First, you must look at the definition of a "straight man" in order to understand what a gay man is. Straight Men are defined as thus: The faction of men that only stick their circumsised penis into self-lubricating orifices.
Sine gay men are the opposite of this, it is safe to say that they stick their non-circumsised penises into non-self-lubricating orifices. Although there has been no direct linkage between homosexuality and the event of circumson, we'll leave it at taht because the second part is what *really* makes a gay man.

services that gays offer
One time, I saw this thing on The Man Show, where they were offering a service for boyfriends- they could hire a gay man to take care of their wives when they went out to go shopping or something. It seemed pretty useful to me.
First of all, the chick gets to go out and do whatever she wants. Nobody nagging her to hurry up at the mall, and saying "That looks good on you" just to get out more quickly, when, in fact the dress makes you look like a lumpy bad of onions or something, plus its two sizes too small.
Then the guy, while she's out, can go hire some prostitutes or something. Or maybe he'll do something innocent, like watch the football game on t.v., but I think if I were a man, I'd go for the prostitutes.
And when they get home, the man and woman will see less of each other and like each other more, so the sex will improve immensely.

My favourite kind of guys are the bisexual ones. They're the ones you go out with when you wanna pick someone up, because they can judge both chicks and dudes well. Plus, they're most likely the biggest hornballs, so unless the person's really ugly, you'll get encouragement like you wouldn't believe.
And if the person you're scoping doesn't have the same sexual tendancies as you, there's always someone else availble for them.
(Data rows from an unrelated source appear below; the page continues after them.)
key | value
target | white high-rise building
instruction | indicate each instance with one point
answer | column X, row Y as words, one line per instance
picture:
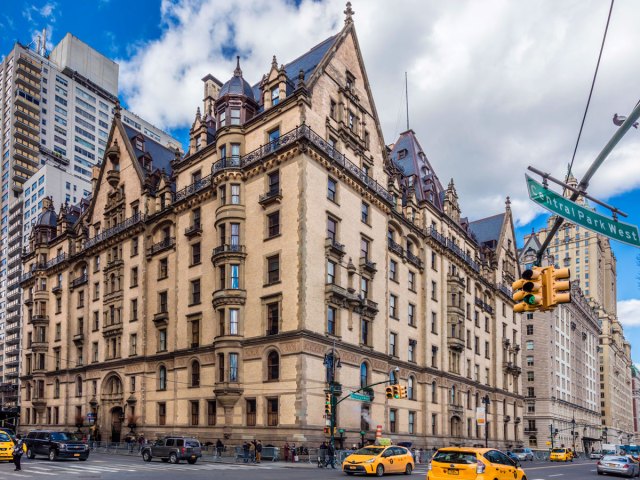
column 55, row 115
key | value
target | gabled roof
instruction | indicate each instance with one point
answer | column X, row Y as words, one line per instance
column 407, row 154
column 487, row 230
Instant save!!

Provincetown, Cape Cod.
Many gays be here.
You walk down the street, and you see men made all pretty, wearing dresses and makeup and advertising the transvestite shows in the bars. Or they're walking down the street, arm in arm. Or else they're your waiters, your brothers, your mother's fathers...
P-town brings that side out in people, I've noticed. (The picture of Calvin in a dress in the Super-Deformer was reciebed shortly after he went to Provincetown every day for a week with his friend Todd. Makes me wonder... don't you?)
Or they could be in Gay-Mart USA. My sister and I took a picture of a busy Provincetown street, which looks very innocent and like a street in any other town. Until you get a look at the street signs...
Gay Mart, USA. Ha. Those gays... such a great sense of humour. They managed to turn a redneck's institution into a joke, and it was those rednecks that wanted to kill them in the first place. I'm glad I didn't bring my developed photos to Pennsylvania.
Maybe I should have, and put the Gay-Mart pics on the bullitin board at the twenty-four hour Walmart...

The Gay Man Speaks
The worst thing about Stratford is that we have 1.5 gay men, so all the girls are clamouring for their attention while the males are running away from them because they're afraid of being raped.
Once, my gayest friend said something witty:
"You know, the worst thing about being gay is not getting any. I mean, I wouldn't mind being straight, if it meant I could have sex, but I'm not sure I could get it up...."
I totally agree. I say that we, as a society, should engage in more gay sex.

The Gays vs. The Lesbians
Well, I decided to take a survey of my friends and see what they thought about gay men. Here are some of the responses:
Kylen:Gay men kick ass. Alan Cumming is gay. That's good, so we need more. (And about your site... why don't you add in who introduced you to Alan Cumming? Huh? Huh? Are you that ashamed of me???)
Shreya:I don't like gay guys. They're all hot, and I always want to screw 'em, but I can't 'cause they're gay.
Justin: I wish there were more of 'em. My dating life is one big zero.
Maria: Eew, that's disgusting. Do you know how they do it... Arggh... it's gross! It's not natural! (Mosquito pulls her aside and whispers: "Maria, you are a lesbian." Maria then proceeds to turn pink.) Well, c'mon! At least we don't stick it *there*.
Verdict: Lesbians have prettier orfices. But I still love gay men.